Research

research-publications-graphAccording to Mindfulness Research Monthly (Black, 2010), neuroscience research on the benefits of mindfulness has become more prolific. In recent years there has been a surge in NIH-funded research trials in the U.S. In 2008, even the U.S. Department of Defense began using mindfulness practice as part of its treatment for post traumatic stress disorder (PTSD). According to Black (2010), a meta-analytic review by Sawyer, Witt and Oh in 2010 found that mindfulness-based therapies had a dramatic effect on improving both depression and anxiety. Research is currently being conducted or has recently been completed on the effectiveness of mindfulness practices in youth.

There is now evidence to show the impact which mindfulness has on the prefrontal cortex and interconnections involved in attention, working memory, executive function, emotional and behavioral regulation, all of which are of relevance to academic, psychological and social well-being and the success of youth today. Several more prominent school-based interventions (Napoli, 2002; Napoli, 2004; Napoli, Rock Krech, and Holley, 2005; Rechtschaffen and Cohen, 2010) focused on mindfulness training for elementary school students. Linda Lantieri’s work in New York City after 9/11 with children in crises culminated in interventions for students and teachers (Lantieri and Goleman, 2008). Willingham (2011) notes that teachers who use emotion regulation skills in their classrooms can improve the self-control capacities of their students.

  • See MindfulEducation.org research for references on research studies.
  • See MindfulSchools.org for research studies on Mindful Schools programs.
  • See Shapiro et al. for a review of research on meditation and higher education.

In the 2011-2012 school year, Mindful Schools partnered with the University of California, Davis to conduct the largest randomized-controlled study to date on mindfulness and children. View the presentation and see the results from that study, here.

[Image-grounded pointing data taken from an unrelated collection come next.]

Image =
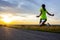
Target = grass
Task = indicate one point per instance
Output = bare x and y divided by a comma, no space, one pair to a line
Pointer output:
55,29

As Jon Kabat-Zin stated in an article in Mindful, February, 2014,

“The brain science has become very rigorous. A lot of credit obviously goes to Richie Davidson in his lab at the University of Wisconsin-Madison and the Center for Investigating Healthy Minds. Their work is unique and focuses on both basic science and translational research, which takes place in real-life settings such as Madison’s public schools.”

 

From an article printed in Greater Good Magazine:
Steve Reidman, a fourth grade teacher, had been experiencing problems with class management after many years of teaching.  Conflicts on the playground were escalating and affecting his students’ ability to settle down and concentrate in class. After introducing mindfulness practices Reidman says,

“I noticed a difference right away. There was less conflict on the playground, less test anxiety, just the way the kids walked into the classroom was different. Our state test scores also went up that year, which I’d like to attribute to my teaching, but I think had more to do with the breathing they did right before they took the test.”

Mindful Kids Miami Research Committee

Mindful Kids Miami is planning a substantive research study based on its Inner Journey – Mindfulness-Based Stress Reduction (IJ-MBSR) Program for public school educators. The Research Committee is composed of: David J. Lee, Ph.D., David T. Brookes, Ph.D., Ronit Richman, Ed.S., Judy Chin, Ed.D., Silvia Rojas and Valerie York-Zimmerman.

Participants in the Inner Journey—Mindfulness-Based Stress Reduction (IJ-MBSR) and Mindful Teachers Training (MTTP) Programs during 2014 completed Pre- and Post- Surveys which included the Five-Facet Mindfulness Questionnaire (FFMW), Zung Anxiety Scale, and Self-Compassion Survey.

The Five-Facet Questionnaire measures improvements in the ability to:

  1. observe surroundings
  2. describe thoughts and emotions
  3. act with awareness
  4. be non-judgmental
  5. be non-reactive in day-to-day life

Analysis of the data from all participants who took part in the 2014 trainings resulted in significant improvements in their Total FFMQ scores.

These improvements were found in 3 out of the 5 Facets:

      1. observing surroundings
      3. acting with awareness
      4. being non-judgmental

[Note:  prior research has revealed that the Total FFMQ score is associated with positive well-being (Baer, 2008), something that is necessary to help reduce burnout. Research indicates that higher scores on the “Observing” facet are associated with good psychological adjustment in meditating samples (Baer, 2008).]

Although in the Mindful Kids Miami studies no significant improvements were made in the participants’ ability to describe their thoughts and emotions (Facet 2) and their ability to be non-reactive (Facet 5) at the end of their IJ-MBSR training, significant gains were made on those two facets by the time they completed Phase 2, the MTTP training.

Possible explanations include the possibility that these two facets (describing and non-reactivity) take longer to cultivate or that the MTTP Program itself may help facilitate the cultivation. Most participants also experienced a significant reduction in anxiety and an increase in self-compassion.